Including defense spending?
Parry said the military budget can possibly be trimmed without impacting military readiness by focusing reductions on wasteful spending and relying more on high-tech weapons.
Like Quist, he would eliminate the federal Department of Education. Unlike Quist, he would vote for the farm bill authorization awaiting a vote in the House, pointing to the Congressional Budget Office analysis that it would reduce the deficit by $23 billion over the next decade.

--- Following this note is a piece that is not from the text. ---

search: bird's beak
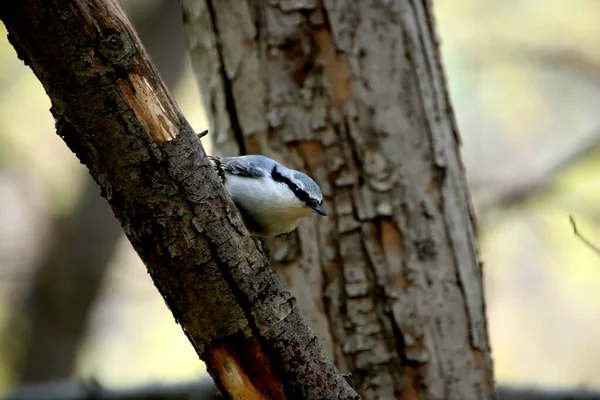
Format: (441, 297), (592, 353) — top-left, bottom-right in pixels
(311, 204), (327, 216)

“It’s the only deficit-reducing bill currently pending in either chamber,” Parry said.
He doesn’t have any detailed proposals for dealing with one of the biggest long-term fiscal challenges facing Congress, the massive shortfalls projected for Medicare as the baby boom generation retires.
“It’s a huge issue and it needs to be addressed,” Parry said. “... It’s like tackling my state budget. You have to get in there, tackle it piece by piece.”
Parry opposes tax increases — even if they were a relatively small part of a bipartisan budget-balancing agreement.
He would support tax cuts targeted at job creation and calls for a broader reform to simplify the tax code. There are too many tax credits and exemptions, many of which have no clear policy rationale, Parry said.
Repealing Obamacare
Parry has promised to work for the repeal of the Affordable Care Act, aka Obamacare. Most of it, anyway.
“I’m still very strong that it needs to be repealed and that’s going to be one of my top priorities,” he said.
Southern Minnesotans support the provisions that require insurers to keep adult children on their parents’ policy until age 26, and they like the law’s prohibition against insurance companies denying coverage to people with pre-existing conditions, Parry said.
The provisions “seem very important to them, and I agree with them.”
Supporting the pre-existing condition policy but not the law’s mandate that people buy insurance is an untenable position, though, according to supporters of the law and even some of its critics, including Quist. Insurance rates would skyrocket, they say, because only sick people would have any incentive to pay insurance premiums. (Healthy people would refuse to buy insurance, knowing insurance companies would be forced to provide them coverage if they ever got sick and faced large medical bills.)
The complexity of the changes to the nation’s health system are causing uncertainty for business owners, Parry said, recalling a recent visit with the owner of a Winona manufacturing company.
“I said, ‘What’s your biggest fear, your biggest concern?’ He said, ‘I can’t get a handle on what Obamacare is going to do to my business.’”
If repeal isn’t feasible, either because Obama is re-elected or because supporters of the law have enough votes in either the House or Senate to block repeal, Parry doesn’t have a Plan B.
“I think we just continue to push for it, push for repeal,” he said.
Energy and climate
On energy policy, Parry and Quist don’t have major differences.
“I think it’s an all-of-the-above strategy,” Parry said. “I, for one, believe we should use all of our national resources.”
He calls for more nuclear power, approval of a pipeline to bring Canadian oil to American refineries and offers some support for renewable energy.
Parry is a climate-change skeptic but said he’s always willing to evaluate evidence put before him.
“You have to take a look at the information that’s given to you and make sure it’s credible,” he said.